In seinem Gratulationsschreiben an den Wahlsieger äußerte Putin die Hoffnung, die russisch-amerikanischen Beziehungen aus der Krise zu führen und "effektive Antworten auf Fragen der globalen Sicherheit zu finden". Ein konstruktiver Dialog nach den Prinzipien der Gleichberechtigung und gegenseitiger Achtung sei im Interesse beider Länder und der ganzen Weltgemeinschaft, hieß es in einer Mitteilung, die der Kreml am Morgen veröffentlichte.

Ein neues Zeitalter der russisch-amerikanischen Freundschaft bricht mit einem Präsidenten Trump deshalb noch lange nicht an. Während des Wahlkampfs hat er zwar angedeutet, dass er sich bisher als unverrückbar geltenden Grundsätzen amerikanischer Außenpolitik nicht verpflichtet fühlt. Und dass er bereit sein könnte, westliche Positionen preiszugeben, so etwa die unbedingte Beistandspflicht der Nato: Sollte Russland die baltischen Staaten angreifen, müssten die erst einmal sagen, was sie eigentlich bisher für die Nato geleistet haben, bevor sich Amerika für sie einsetzt.

Trump drohte auch schon, russische Flugzeuge abschießen zu lassen

In den vielen widersprüchlichen Aussagen Trumps findet sich aber auch deutlich härtere Rhetorik gegenüber Moskau, als sie etwa von Barack Obama zu hören war. Im Mai erklärte er, sollten - wie zuletzt öfter geschehen - russische Kampfjets amerikanischem Militär zu nahe kommen, werde er den Befehl geben, sie abzuschießen. Wenn Putin sich nicht überzeugen lasse, das zu stoppen, gelte: Feuer frei.

In einem Wahlkampfclip, den Trump Anfang des Jahres im Internet veröffentlichte, werden Putin und der "Islamische Staat" als die größten Bedrohungen für die Vereinigten Staaten gleichgesetzt. Auch Moskaus Vorgehen gegen die Ukraine hat Trump kritisiert, gleichzeitig aber klargemacht, dass ihn das nicht besonders interessiert, schließlich sei das ein europäisches Problem. Die EU und zuallererst Angela Merkel könnten im Ringen mit Putin um eine Lösung des Ukraine-Konflikts also in Zukunft alleine dastehen.
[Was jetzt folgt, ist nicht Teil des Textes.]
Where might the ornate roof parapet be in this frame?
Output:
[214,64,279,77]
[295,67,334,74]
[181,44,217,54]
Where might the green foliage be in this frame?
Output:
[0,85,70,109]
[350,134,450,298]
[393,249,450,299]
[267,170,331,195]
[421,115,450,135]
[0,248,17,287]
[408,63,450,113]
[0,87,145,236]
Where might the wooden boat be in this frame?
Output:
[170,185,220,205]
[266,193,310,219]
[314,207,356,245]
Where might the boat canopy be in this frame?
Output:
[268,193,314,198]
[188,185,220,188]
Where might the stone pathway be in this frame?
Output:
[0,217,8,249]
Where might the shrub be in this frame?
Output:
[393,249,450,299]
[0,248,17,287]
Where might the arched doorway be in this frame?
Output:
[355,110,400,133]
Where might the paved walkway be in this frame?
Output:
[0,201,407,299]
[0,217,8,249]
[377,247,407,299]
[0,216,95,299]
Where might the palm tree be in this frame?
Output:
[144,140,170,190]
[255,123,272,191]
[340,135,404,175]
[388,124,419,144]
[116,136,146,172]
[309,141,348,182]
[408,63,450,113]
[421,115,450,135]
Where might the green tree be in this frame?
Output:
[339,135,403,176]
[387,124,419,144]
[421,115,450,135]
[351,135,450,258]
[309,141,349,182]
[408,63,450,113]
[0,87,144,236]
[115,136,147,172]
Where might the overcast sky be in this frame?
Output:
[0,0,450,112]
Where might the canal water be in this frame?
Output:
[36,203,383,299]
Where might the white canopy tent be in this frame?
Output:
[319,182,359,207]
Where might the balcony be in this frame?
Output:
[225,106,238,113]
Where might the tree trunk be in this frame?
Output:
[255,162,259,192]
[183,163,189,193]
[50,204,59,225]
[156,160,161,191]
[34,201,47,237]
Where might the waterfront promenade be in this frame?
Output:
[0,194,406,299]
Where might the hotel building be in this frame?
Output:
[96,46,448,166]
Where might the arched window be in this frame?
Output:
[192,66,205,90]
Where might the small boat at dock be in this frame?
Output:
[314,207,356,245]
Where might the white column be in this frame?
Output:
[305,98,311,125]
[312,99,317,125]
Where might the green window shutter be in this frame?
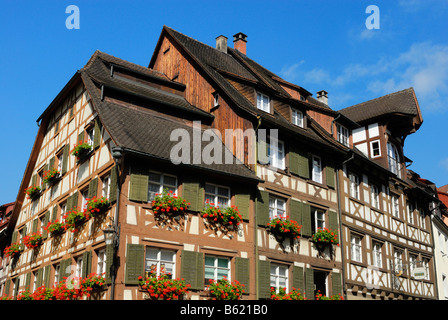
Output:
[61,144,70,175]
[235,193,250,220]
[180,250,204,290]
[43,265,51,288]
[129,174,149,202]
[82,251,92,278]
[235,257,250,293]
[305,268,315,300]
[328,210,338,235]
[331,272,342,294]
[325,166,336,189]
[256,190,269,226]
[289,199,302,225]
[301,202,312,237]
[109,166,118,202]
[25,272,31,291]
[31,218,39,233]
[93,118,101,148]
[292,266,304,293]
[297,153,310,179]
[87,177,98,199]
[124,243,145,284]
[257,260,271,299]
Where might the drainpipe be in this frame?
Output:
[338,151,355,300]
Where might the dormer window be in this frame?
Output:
[257,92,271,112]
[387,142,400,178]
[336,123,350,147]
[292,109,303,128]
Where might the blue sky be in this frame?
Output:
[0,0,448,204]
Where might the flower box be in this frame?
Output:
[152,189,190,214]
[23,232,42,249]
[85,196,110,215]
[201,200,243,228]
[25,186,41,200]
[70,141,92,161]
[267,216,302,239]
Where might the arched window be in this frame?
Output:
[387,142,400,178]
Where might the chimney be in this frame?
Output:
[316,90,328,106]
[233,32,247,54]
[216,35,227,53]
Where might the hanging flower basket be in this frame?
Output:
[85,196,110,215]
[201,200,243,228]
[25,186,41,200]
[23,232,42,249]
[3,243,23,258]
[70,141,92,161]
[138,273,191,300]
[152,189,190,214]
[207,277,244,300]
[42,169,60,185]
[267,216,302,239]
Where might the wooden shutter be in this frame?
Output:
[325,165,336,189]
[109,166,118,202]
[331,272,342,294]
[82,251,92,278]
[328,210,338,235]
[129,174,149,202]
[235,257,250,293]
[300,202,312,237]
[180,250,204,290]
[305,268,315,300]
[87,177,98,199]
[256,190,269,226]
[93,118,101,148]
[235,192,250,220]
[61,144,70,175]
[292,266,304,293]
[257,260,271,299]
[124,243,145,284]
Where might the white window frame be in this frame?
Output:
[269,263,289,293]
[145,247,176,279]
[336,123,350,147]
[269,196,286,220]
[204,182,231,208]
[350,234,362,262]
[311,155,323,183]
[257,92,271,113]
[148,171,178,202]
[291,109,303,128]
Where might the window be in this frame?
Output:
[292,109,303,128]
[349,173,359,200]
[145,247,176,279]
[370,140,381,158]
[204,255,230,285]
[96,249,106,275]
[205,183,230,208]
[257,93,271,112]
[271,263,289,293]
[392,196,400,218]
[311,155,322,183]
[311,207,325,233]
[387,142,400,178]
[370,184,380,209]
[268,137,285,169]
[372,242,383,268]
[350,235,362,262]
[101,175,110,198]
[269,197,286,219]
[148,171,177,201]
[336,124,350,146]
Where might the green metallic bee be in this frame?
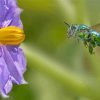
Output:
[65,22,100,54]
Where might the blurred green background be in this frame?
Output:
[1,0,100,100]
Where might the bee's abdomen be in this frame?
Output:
[0,26,25,45]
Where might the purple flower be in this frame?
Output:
[0,0,26,97]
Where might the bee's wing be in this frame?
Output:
[91,23,100,32]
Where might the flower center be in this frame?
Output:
[0,26,25,45]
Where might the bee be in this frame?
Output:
[65,22,100,54]
[0,26,25,45]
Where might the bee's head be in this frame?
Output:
[65,23,77,38]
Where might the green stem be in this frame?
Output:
[23,45,99,100]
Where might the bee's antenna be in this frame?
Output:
[64,22,70,27]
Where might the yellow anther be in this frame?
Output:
[0,26,25,45]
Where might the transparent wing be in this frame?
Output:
[91,23,100,32]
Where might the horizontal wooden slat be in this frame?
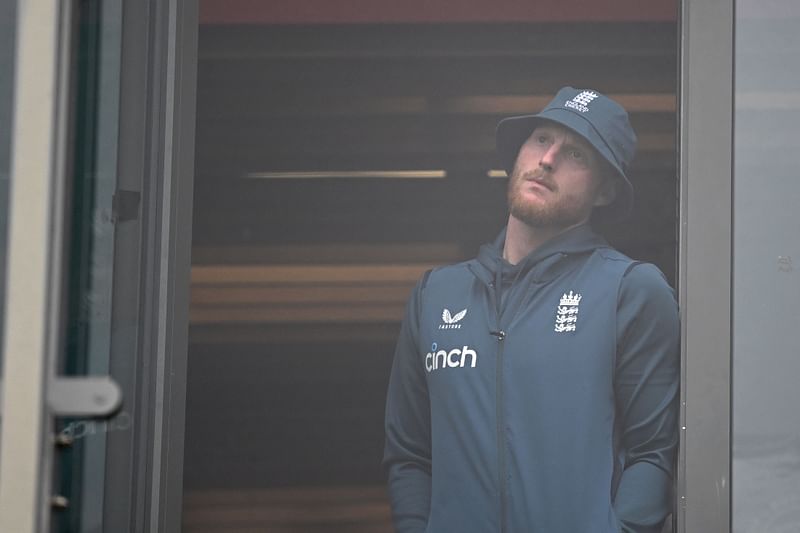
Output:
[192,242,464,266]
[191,264,435,284]
[191,283,409,306]
[182,486,391,533]
[189,304,404,324]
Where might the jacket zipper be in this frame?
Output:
[494,329,507,533]
[489,281,508,533]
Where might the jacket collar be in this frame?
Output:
[472,224,609,284]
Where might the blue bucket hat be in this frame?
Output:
[495,87,636,220]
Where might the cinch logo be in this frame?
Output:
[564,91,598,113]
[425,342,478,372]
[439,309,467,329]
Die russischen Staatssender müssen neue Schuldige finden

In Moskau ist man zunächst einmal froh, Hillary Clinton los zu sein. Mit Trump werde man sich schon arrangieren, so ist der Tenor in den staatlichen Medien. Was Trump bringt, ist nicht klar, weder hat er ein stringentes außenpolitisches Programm vorgelegt, noch weiß man überhaupt, wer ihn in außenpolitischen Fragen berät.

Damit kann Wladimir Putin umgehen. Langfristig ausgelegte und multilateral ausbalancierte Übereinkommen sind seine Stärke nicht. Dafür taktiert er meisterlich aus der Situation heraus. Ob Donald Trump ihm dabei gewachsen ist, muss sich zeigen. Beiden ist gemeinsam, dass ihnen eine pragmatische Einigung unter Männern bisweilen mehr gilt als dauerhafte Verträge. Bündnisverpflichtungen können dabei manchmal nur stören. Das jedenfalls bedeutet eine Kehrtwende im Umgang: Obama hatte direkte Treffen mit Putin gemieden. Dass die Großmächte die Dinge direkt unter sich regeln, ist seit langem das Bestreben Moskaus. Kleinere und schwächere Staaten müssen sich dabei auf harte Zeiten einstellen.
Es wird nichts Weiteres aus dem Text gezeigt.